A topic once reserved for high school geometry, the Pythagorean theorem is now part and parcel of the middle school curriculum. These resources offer visual demonstrations that can make the abstract theorem more concrete for students and lead them in analyzing the mathematical relationships involved, as recommended by the Principles and Standards for School Mathematics. The last resource offers background information on Pythagoras himself.
Pythagorean Theorem (Grades 6-8)
Using this virtual manipulative, students move squares and triangles to demonstrate the validity of the Pythagorean theorem. This manipulative is not a proof, but a good introduction to the topic, nevertheless.

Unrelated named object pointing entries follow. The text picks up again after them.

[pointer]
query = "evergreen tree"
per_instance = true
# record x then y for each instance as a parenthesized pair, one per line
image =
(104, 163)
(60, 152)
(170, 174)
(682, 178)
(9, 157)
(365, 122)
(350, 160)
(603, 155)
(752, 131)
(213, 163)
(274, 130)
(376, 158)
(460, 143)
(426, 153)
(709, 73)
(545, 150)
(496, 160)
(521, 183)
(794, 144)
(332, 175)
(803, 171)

Pythagorean Theorem (Manipula Math)
These 19 applets deal with various aspects of the theorem and its uses. The first nine involve visual, informal proofs of the Pythagorean theorem; they allow students to define any right triangle, then move pieces to show that the two squares on the legs really do have the same area as the square on the hypotenuse. Other applets show a “Pythagoras tree” and problems (interactive, of course) that can be solved using the theorem.
Pythagoras of Samos
This online biography of the famous mathematician is from the MacTutor History of Mathematics Archive. What is known, or guessed, of his life and his work is noted here. Referring to the famous geometric theorem, the biographer states, “Although the theorem, now known as Pythagoras’s theorem, was known to the Babylonians 1,000 years earlier, he may have been the first to prove it.” This is a professional rather than a student resource.